Rural America faces a unique set of challenges, as populations get older and young people flee to urban areas. Despite being responsible for most of the challenges facing rural America, federal policymakers and pundits have proposed “fixes” to the plight of sparsely populated counties, arguing relentlessly for subsidies and regulations to reinvigorate rural America. But these “solutions” often just plunge rural Americans deeper into debt, without addressing the core issues at hand. And now, after decades of failing to price Medicare reimbursements fairly in thousands of rural communities, some want to give Washington, D.C. even more price fixing powers over healthcare providers to solve the issue of “surprise billing.” For the sake of patients across the country, lawmakers must reject further federal meddling at the doctor’s office.
Ten years ago, President Barack Obama spoke of a need to “discover great opportunity in the midst of great crisis.” Lawmakers are rediscovering this “opportunity,” as millions of Americans receive deeply unfair “surprise medical bills” in the mail. Patients think they’re covered when they go to an in-network hospital, only to discover weeks later that their attending physicians were out of network. To address this problem, members of Congress such as Sens. Lamar Alexander (R-Tenn.) and Pat Murray (D-Wash.) have proposed a new bureaucracy to set the exact prices doctors can charge all over the country. Physicians rightly fear that, if Washington, D.C. bureaucrats are given the power to set provider prices, the same mistakes that happen with all big government projects will be repeated. Rural doctors’ offices have a hard time staying in business as it is, and rate-setting may drive many out of business or toward consolidation.
Policymakers needn’t dabble in hypotheticals. Through the Medicare program (which insures senior citizens), federal Health and Human Services (HHS) staff have wide discretion in setting provider reimbursement policies. Over the past several decades, bureaucrats have used a “wage index” to determine how much rural versus urban providers should be reimbursed for treating federally-insured patients.
While the idea to compensate providers differently based on different regions of the country is reasonable, the federal government’s lack of insight into market fundamentals has created a deeply flawed program. In 2011, the Institute of Medicine (IOM), affiliated with the National Academies of Science, noted in a report that data used for Medicare reimbursements “do not produce an index that reflects the prevailing wages that hospitals face in their respective markets” and could result in the large-scale underfunding of rural facilities. IOM recommended that the federal government overhaul the system at once, but as with so many issues with government performance, wage index reform got put on the backburner and nothing changed. Fast forward to 2018, when HHS’s Inspector General found, “significant vulnerabilities in the wage index system,” including widespread inaccurate data that has been skewing federal reimbursement policies for years.
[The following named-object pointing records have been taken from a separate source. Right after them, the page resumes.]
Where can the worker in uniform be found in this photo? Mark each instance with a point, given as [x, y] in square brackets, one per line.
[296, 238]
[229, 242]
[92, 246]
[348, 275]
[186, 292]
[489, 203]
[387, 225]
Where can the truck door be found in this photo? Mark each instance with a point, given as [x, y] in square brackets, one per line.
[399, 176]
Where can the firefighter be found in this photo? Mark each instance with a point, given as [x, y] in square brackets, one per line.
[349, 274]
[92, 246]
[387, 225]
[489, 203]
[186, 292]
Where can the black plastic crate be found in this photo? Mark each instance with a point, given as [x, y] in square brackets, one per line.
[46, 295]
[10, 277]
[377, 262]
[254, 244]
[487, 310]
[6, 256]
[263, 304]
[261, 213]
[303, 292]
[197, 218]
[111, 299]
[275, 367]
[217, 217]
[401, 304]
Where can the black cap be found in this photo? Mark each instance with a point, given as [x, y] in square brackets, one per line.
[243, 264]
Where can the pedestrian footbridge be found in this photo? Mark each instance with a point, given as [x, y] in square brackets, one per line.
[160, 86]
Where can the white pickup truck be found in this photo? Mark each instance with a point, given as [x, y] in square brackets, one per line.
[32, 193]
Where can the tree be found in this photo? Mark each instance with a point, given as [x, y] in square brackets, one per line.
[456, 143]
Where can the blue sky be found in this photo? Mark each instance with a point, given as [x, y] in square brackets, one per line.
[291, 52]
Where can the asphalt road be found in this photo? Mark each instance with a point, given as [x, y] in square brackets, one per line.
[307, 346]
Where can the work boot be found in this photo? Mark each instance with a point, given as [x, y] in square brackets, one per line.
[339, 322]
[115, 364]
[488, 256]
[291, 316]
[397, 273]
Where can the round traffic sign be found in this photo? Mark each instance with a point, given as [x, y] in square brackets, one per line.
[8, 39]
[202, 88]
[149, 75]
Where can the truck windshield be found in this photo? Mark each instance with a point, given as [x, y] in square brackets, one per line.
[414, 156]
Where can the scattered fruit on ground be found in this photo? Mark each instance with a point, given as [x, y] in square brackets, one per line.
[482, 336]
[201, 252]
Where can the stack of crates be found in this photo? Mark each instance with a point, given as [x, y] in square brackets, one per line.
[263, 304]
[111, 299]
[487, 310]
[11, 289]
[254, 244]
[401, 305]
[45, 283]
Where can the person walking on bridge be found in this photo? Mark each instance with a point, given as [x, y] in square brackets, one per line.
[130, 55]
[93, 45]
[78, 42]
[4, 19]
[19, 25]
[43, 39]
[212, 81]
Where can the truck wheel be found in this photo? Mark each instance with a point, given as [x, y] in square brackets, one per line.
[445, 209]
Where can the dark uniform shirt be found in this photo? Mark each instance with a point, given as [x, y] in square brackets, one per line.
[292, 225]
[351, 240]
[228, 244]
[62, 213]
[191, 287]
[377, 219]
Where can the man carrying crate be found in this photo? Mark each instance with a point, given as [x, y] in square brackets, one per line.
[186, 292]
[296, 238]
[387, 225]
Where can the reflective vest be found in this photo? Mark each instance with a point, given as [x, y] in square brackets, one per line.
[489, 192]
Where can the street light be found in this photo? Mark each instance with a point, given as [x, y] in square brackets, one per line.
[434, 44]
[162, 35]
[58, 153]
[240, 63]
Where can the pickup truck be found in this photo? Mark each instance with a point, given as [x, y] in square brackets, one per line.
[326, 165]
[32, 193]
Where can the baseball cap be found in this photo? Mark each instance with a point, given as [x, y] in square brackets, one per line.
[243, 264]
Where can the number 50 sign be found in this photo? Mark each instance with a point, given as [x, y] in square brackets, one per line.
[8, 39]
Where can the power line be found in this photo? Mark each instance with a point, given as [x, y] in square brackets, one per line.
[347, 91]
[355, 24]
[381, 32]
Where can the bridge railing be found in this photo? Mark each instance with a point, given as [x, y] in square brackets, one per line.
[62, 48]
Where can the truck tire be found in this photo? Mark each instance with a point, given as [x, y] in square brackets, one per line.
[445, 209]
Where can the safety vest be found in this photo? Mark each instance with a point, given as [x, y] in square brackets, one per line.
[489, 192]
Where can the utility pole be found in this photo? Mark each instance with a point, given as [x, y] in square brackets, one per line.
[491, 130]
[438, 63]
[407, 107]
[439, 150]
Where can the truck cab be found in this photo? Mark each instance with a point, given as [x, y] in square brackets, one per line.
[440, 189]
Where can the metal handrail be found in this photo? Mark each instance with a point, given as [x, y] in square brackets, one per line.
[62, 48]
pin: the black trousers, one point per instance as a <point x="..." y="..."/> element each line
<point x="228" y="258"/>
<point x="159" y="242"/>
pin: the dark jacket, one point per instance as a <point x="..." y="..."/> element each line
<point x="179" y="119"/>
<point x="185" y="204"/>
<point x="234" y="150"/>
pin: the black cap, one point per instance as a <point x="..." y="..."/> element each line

These repeated failures only serve to exacerbate the funding problems of rural providers and deter experienced personnel from serving America’s heartland. Despite these clear problems with government price-setting, Sens. Lamar Alexander, R-Tennessee, and Patty Murray, D-Washington, want to double down on rate controls and use federal fiat to “solve” surprise billing. But solving the problems caused by big government with even bigger government never works in practice. In fact, this “solution” has already been tried in California, where a 2017 law enables the state government to dictate prices to physicians. And according to comprehensive interviews with providers, these heavy-handed policies are leading to widespread physician consolidation and even resulting in the underfunding of low-income Medi-Cal patients.
Fortunately, patients needn’t settle for further federal forays into healthcare. Under an alternative proposal spearheaded by Sen. Bill Cassidy, R-Louisiana, surprise bills would be subject to an independent “arbitration” process, in which insurers and doctors could submit competing claims to an independent umpire through an online portal. Meanwhile, the patient would be absolved of responsibility for a bill they should have never received. This system has worked wonders in New York State over the past couple of years. According to a 2018 study by Yale University scholars, out-of-network rates declined by 34 percent and emergency physician bills decreased by 9 percent since the reform. Insurers and doctors embrace a largely even-keeled process, while patients don’t have to worry about how to pay for a $20,000 bill.
This market-based approach empowers local arbiters who understand local factors and market conditions, while keeping Washington’s interference to a minimum. Arbitration may not solve the myriad problems with rural healthcare, but it’s a start.